Ранним утром на четвертый день Рыбин остановил машину возле уютного домика Штайнеров, где однажды он уже побывал, перед тем как познакомился с пастором Бонифацием. Как и в прошлый раз, он позвонил у входной двери, но никто на его звонок почему-то не вышел.
«Что за притча? — подумалось Рыбину. — Определенно, здесь творится что-то неладное…»
Владимир осторожно толкнул дверь, и она свободно распахнулась, приглашая гостя пройти в дом. Сначала он кашлянул и лишь чуть погодя прокричал в проем двери:
— Кто дома?
Но ответа так и не дождался. Тогда Рыбин осторожно прошел в переднюю, а затем в холл и… замер на месте. В прежде уютном обжитом помещении вся мебель была перевернута и раскурочена, а у подножия лестницы, ведущей на второй этаж, валялись тела Эрнста Штайнера и его жены. Чувствовалось, что смерть застигла их неожиданно — обоих убили из огнестрельного оружия, скорее всего, судя по количеству пулевых отверстий, из автоматического.
И в этот момент, разорвав покойницкую тишину, царившую в доме, заиграл бравурный немецкий марш на мобильном телефоне Рыбина, врученном ему несколько раньше Зиценбергом, который все эти дни не подавал признаков жизни.

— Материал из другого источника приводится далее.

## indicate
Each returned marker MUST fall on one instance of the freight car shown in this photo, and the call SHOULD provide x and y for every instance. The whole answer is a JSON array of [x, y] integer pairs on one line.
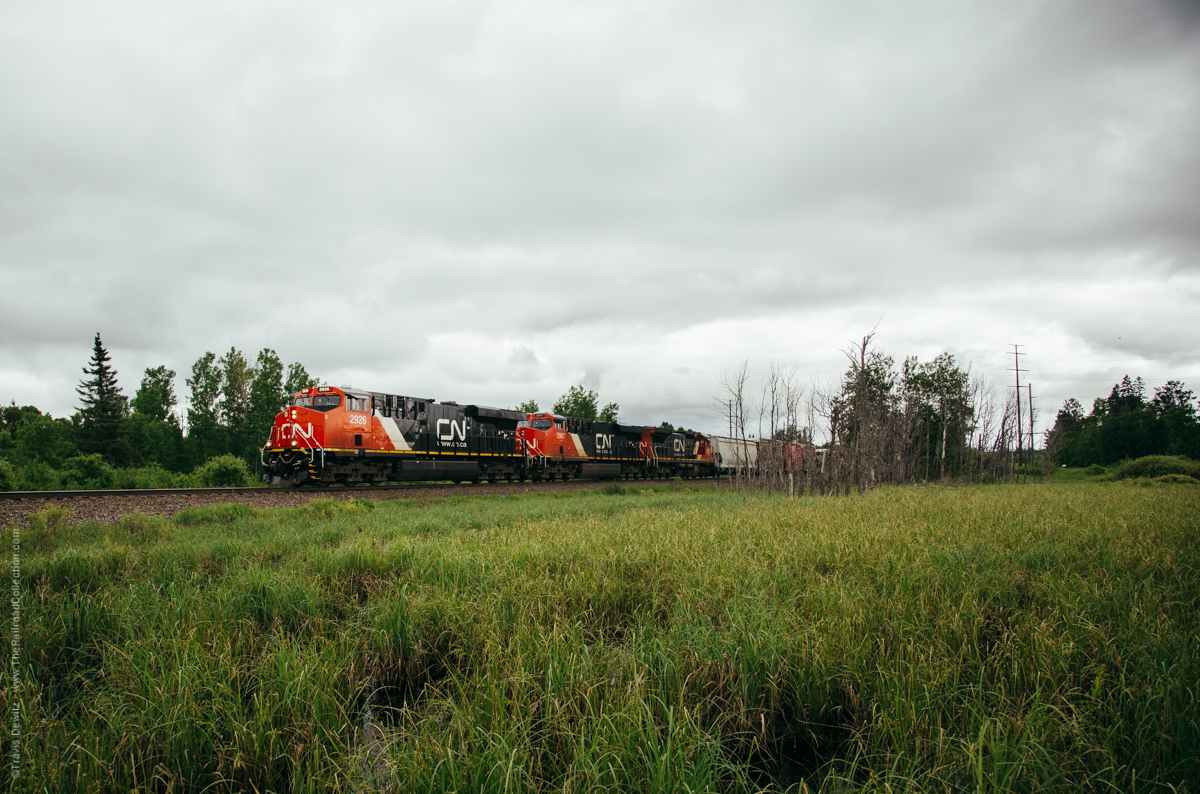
[[346, 435]]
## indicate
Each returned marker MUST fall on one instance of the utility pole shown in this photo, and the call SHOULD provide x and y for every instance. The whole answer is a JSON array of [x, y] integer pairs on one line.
[[1030, 389], [1020, 423]]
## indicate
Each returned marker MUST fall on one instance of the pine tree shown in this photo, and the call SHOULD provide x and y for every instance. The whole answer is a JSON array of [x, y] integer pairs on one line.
[[102, 420]]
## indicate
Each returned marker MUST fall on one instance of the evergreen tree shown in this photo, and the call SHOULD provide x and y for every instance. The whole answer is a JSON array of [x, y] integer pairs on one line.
[[577, 402], [156, 395], [102, 420], [1125, 425]]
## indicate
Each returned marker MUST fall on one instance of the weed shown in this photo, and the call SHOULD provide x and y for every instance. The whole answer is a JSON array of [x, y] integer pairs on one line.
[[1002, 638]]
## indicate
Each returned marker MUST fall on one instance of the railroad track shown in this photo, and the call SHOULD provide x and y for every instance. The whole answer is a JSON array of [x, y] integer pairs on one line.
[[334, 491], [109, 506]]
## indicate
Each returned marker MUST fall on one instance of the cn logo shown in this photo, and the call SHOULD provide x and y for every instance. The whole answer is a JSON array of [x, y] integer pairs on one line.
[[456, 429]]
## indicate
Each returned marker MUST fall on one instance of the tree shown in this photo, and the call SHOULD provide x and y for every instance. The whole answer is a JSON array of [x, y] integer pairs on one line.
[[267, 397], [1127, 397], [1125, 425], [203, 409], [297, 380], [155, 397], [102, 422], [937, 394], [577, 402], [155, 434], [237, 378], [1173, 396]]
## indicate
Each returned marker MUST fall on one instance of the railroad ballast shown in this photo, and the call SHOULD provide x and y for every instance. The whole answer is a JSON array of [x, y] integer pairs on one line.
[[339, 434]]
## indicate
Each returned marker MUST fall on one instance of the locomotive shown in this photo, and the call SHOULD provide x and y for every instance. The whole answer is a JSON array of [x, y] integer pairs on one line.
[[345, 435]]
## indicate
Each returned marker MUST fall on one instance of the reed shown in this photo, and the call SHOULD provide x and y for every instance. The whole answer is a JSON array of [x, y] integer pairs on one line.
[[994, 638]]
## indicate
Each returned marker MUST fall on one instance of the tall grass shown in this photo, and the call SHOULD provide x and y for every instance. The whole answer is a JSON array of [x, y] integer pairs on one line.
[[996, 638]]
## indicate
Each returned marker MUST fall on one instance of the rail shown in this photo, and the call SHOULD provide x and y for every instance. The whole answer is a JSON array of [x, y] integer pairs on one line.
[[333, 489]]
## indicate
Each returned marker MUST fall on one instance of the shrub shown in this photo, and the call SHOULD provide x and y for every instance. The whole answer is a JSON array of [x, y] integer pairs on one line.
[[151, 476], [1157, 465], [225, 471], [87, 473], [1176, 480]]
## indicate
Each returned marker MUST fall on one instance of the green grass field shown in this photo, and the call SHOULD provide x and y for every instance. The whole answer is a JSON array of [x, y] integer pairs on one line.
[[952, 639]]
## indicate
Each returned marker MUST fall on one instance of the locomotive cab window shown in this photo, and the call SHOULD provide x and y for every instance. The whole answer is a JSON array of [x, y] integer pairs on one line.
[[327, 402]]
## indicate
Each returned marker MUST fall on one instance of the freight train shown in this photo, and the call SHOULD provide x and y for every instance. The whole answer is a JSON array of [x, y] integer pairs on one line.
[[345, 435]]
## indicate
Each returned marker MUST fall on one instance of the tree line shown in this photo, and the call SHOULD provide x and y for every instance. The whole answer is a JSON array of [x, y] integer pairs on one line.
[[232, 405], [923, 421], [1127, 425]]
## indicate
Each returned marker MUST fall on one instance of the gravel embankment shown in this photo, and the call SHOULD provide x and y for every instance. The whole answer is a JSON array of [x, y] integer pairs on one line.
[[108, 509]]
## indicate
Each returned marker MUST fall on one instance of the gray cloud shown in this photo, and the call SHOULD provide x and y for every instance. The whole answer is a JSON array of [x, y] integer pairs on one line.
[[492, 202]]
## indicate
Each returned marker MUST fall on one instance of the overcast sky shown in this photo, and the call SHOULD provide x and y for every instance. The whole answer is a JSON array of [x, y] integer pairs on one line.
[[492, 202]]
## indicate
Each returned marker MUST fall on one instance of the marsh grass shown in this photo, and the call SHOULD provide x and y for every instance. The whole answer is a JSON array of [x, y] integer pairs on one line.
[[651, 639]]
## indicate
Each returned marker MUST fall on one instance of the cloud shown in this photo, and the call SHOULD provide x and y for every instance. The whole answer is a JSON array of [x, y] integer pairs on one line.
[[493, 202]]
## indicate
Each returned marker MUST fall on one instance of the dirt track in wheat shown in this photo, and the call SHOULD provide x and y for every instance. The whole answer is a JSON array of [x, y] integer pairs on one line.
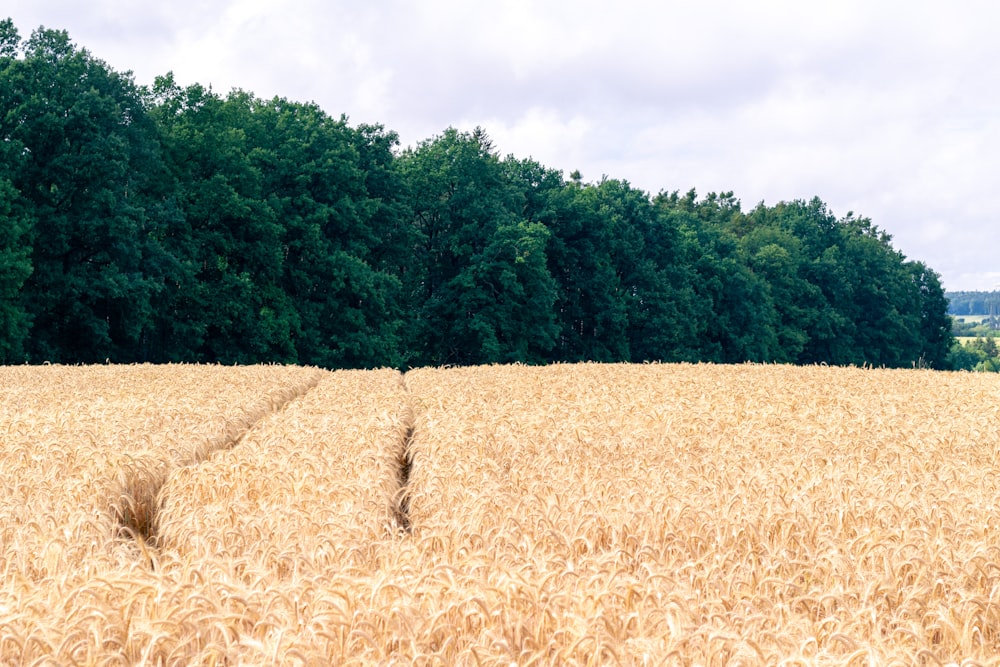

— Чертов телефон! — выругался вслух Рыбин. — Кажется, я начинаю терять профессиональную сноровку… Да, слушаю вас! — проговорил он в трубку.
— Герр Рыбин, — услышал он ехидный голос старого гестаповца, — вы думали, что умнее меня? Нет! Вы будете жестоко н-наказаны за п-побег! А сейчас оставайтесь на м-месте! За вами сейчас приедут!..
«Похоже, именно из-за этого проклятого телефона гестаповец знает обо всех моих передвижениях. Какой же я идиот! Мне не может быть прощения! Теперь ясно как день, что в телефон вмонтирован электронный “жучок”… И вообще, надо уносить отсюда ноги, пока не поздно! Гестаповец здорово меня подставил!..»
Уходя из дома Штайнеров, Рыбин задержался только на мгновение, чтобы зайти в туалет и выбросить мобильник в канализацию.